At least four people have died after the jihadist group Al Shabab attacked a hotel last night near the Somali presidential palace in the capital, Mogadishu, which is frequented by ministers, government officials and parliamentarians and in which shots were still heard this tomorrow, police said.

An unknown number of terrorists stormed the Villa Rose hotel, in the center of the capital and provided with strong security measures, after causing an explosion at the doors of the establishment around 17:00 GMT on Sunday.

Security forces launched an operation to put an end to the attack, police spokesman Sadik Dodishe told the Somali National News Agency (SONNA), specifying that dozens of people, including officials and civilians, were rescued.

"The culprits will pay the price" for the attack, added the police spokesman, referring to Al Shabab, which claimed responsibility for the assault.

Somali Deputy Environment Minister Adam Aw Hirs confirmed on his Twitter account that he survived the attack. "I am safe from a terrorist explosion against my residence" at the hotel, he said.

According to local media, the Somali Minister of Internal Security, Mohamed Ahmed Doodishe, was injured in the attack, although this has not been officially confirmed.

At the moment, it is not known with certainty how many people may still be trapped in the establishment pending a rescue by the security forces.

The attack occurred after the Prime Minister of Somalia Hamza Abdi Barre, who was serving one hundred days in government, reported on the 23rd that more than 600 members of Al Shabab have been killed in military operations carried out since last August.

In a statement, Barre also noted that some 1,200 jihadists were injured in those offensives by the Somali Army, sometimes supported by drone air strikes from international allies such as the United States.

Al Shabab claimed responsibility for the double attack with two car bombs carried out on October 29 against the Ministry of Education in the Somali capital, Mogadishu, in which at least 120 people died and more than 269 were injured.

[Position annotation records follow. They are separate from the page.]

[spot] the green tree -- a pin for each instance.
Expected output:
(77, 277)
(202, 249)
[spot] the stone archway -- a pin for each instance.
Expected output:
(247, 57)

The attack was the deadliest since two truck bombs exploded in the same area on October 14, 2017, killing more than 500 people, an attack for which no group claimed responsibility, although authorities believe it was the work of Al Shabab.

Somali President Hassan Sheikh Mohamud declared a "total war" on August 23 to "eliminate" Al Shabab, whose terrorists took days before a well-known Mogadishu hotel for thirty hours and killed 21 people.

Since then, several military operations, supported by the United States with an air force, have been carried out against the fundamentalists.

Al Shabab often commits terrorist attacks in Mogadishu and other parts of Somalia to overthrow the central government -backed by the international community- and establish by force an Islamic State of the Wahhabi (ultra-conservative) style. The jihadist group controls rural areas in central and southern Somalia and also attacks neighboring countries such as Kenya and Ethiopia.

Somalia has lived in a state of war and chaos since 1991, when dictator Mohamed Siad Barre was overthrown, leaving the country without an effective government and in the hands of Islamist militias and warlords.